# Identify John Deere Manure Spreader & Free Parts



## Roger H (Oct 12, 2019)

I purchased this John Deere Manure Spreader for $50 but I'm not sure what model it is. I believe it is either a Model R or a Model L. When I unloaded it I discovered that it will roll backwards but not forward. So I'm trying to figure that out.

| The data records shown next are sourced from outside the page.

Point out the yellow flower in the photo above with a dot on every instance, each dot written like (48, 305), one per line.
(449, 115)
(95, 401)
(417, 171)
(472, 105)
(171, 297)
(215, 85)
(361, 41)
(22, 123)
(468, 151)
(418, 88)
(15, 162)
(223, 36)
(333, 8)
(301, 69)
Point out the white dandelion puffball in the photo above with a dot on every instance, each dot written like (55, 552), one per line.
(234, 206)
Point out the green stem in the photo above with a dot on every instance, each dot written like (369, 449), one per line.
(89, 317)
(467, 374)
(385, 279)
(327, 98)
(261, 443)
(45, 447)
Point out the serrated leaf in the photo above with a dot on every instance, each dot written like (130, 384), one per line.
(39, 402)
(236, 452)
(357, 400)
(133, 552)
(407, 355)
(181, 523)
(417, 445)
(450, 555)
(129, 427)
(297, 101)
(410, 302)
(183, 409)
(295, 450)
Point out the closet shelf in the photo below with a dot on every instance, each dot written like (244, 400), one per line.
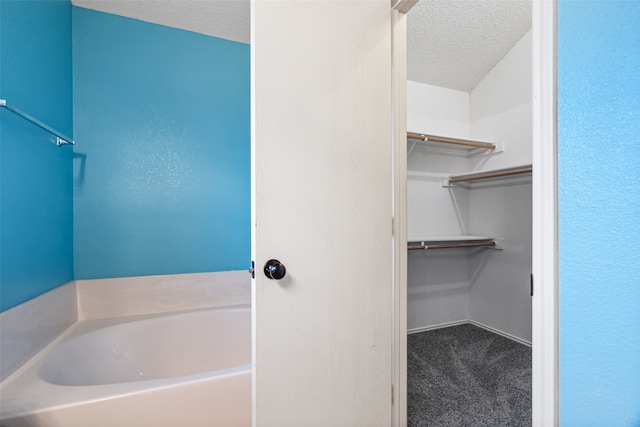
(445, 143)
(494, 174)
(451, 242)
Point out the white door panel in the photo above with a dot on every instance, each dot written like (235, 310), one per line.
(322, 144)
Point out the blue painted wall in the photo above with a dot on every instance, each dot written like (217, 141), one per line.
(36, 210)
(599, 166)
(162, 172)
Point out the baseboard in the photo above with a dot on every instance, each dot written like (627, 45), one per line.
(438, 326)
(472, 322)
(499, 332)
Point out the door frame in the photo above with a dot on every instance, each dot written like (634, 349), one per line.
(545, 324)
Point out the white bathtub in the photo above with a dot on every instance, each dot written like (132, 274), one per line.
(188, 369)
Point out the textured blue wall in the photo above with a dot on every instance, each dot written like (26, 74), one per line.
(36, 212)
(599, 162)
(162, 171)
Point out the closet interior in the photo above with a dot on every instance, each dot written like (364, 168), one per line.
(469, 173)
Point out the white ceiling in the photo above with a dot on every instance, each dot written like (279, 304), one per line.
(451, 43)
(455, 43)
(227, 19)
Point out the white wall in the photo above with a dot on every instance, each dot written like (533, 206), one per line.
(438, 283)
(487, 286)
(500, 109)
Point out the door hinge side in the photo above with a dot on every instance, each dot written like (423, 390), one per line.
(531, 283)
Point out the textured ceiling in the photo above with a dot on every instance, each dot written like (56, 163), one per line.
(227, 19)
(454, 43)
(451, 43)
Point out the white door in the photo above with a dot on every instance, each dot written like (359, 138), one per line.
(322, 206)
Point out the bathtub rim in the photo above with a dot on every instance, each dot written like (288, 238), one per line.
(44, 396)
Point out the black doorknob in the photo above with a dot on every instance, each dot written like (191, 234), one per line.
(274, 269)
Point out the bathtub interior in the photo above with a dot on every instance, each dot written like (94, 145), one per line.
(58, 378)
(162, 347)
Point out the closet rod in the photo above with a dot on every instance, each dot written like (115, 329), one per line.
(491, 175)
(489, 244)
(61, 139)
(456, 141)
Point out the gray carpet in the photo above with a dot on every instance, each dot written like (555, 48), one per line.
(467, 376)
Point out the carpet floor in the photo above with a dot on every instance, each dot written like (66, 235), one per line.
(467, 376)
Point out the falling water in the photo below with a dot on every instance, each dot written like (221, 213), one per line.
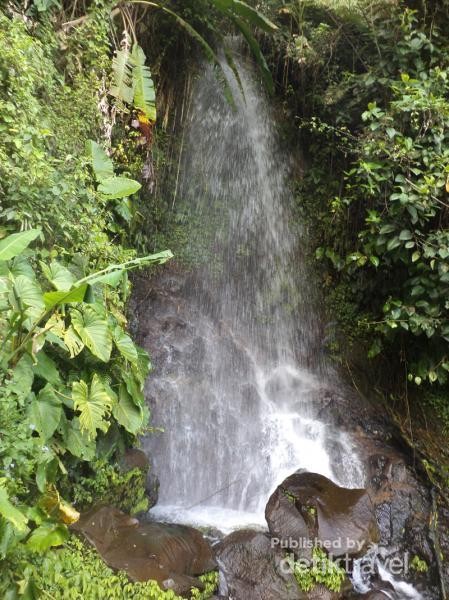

I am planning on making a parade wagon out of this spreader and perhaps selling garden produce out of it. If you are in the Lincoln, Nebraska area and are looking for free parts for this spreader, let me know as I will be disabling and removing the majority of the spreader assembly.

Thanks for your help!


----------



## jd110 (Nov 23, 2015)

I think it is an "R", looks too long for an "L".


----------



## lazyd (Oct 13, 2011)

Roger H said:


> I purchased this John Deere Manure Spreader for $50 but I'm not sure what model it is. I believe it is either a Model R or a Model L. When I unloaded it I discovered that it will roll backwards but not forward. So I'm trying to figure that out.
> 
> I am planning on making a parade wagon out of this spreader and perhaps selling garden produce out of it. If you are in the Lincoln, Nebraska area and are looking for free parts for this spreader, let me know as I will be disabling and removing the majority of the spreader assembly.
> 
> ...


That is Definitely a model "R". The reason it won't roll forward is the axle bearings are rusted solid. It rolls backward because the wheels are "Free wheeling" on the axle. You probably hear the pawls in the wheels going "tink, tink, tink...??? Good luck getting it apart. usually the hubs are STUCK on with rust. BUT, if you get it apart, I would be interested in the lift shoe. Let me know if you need any parts. I have NEW axle bearings for it. ---Bill


----------



## Roger H (Oct 12, 2019)

jd110 said:


> I think it is an "R", looks too long for an "L".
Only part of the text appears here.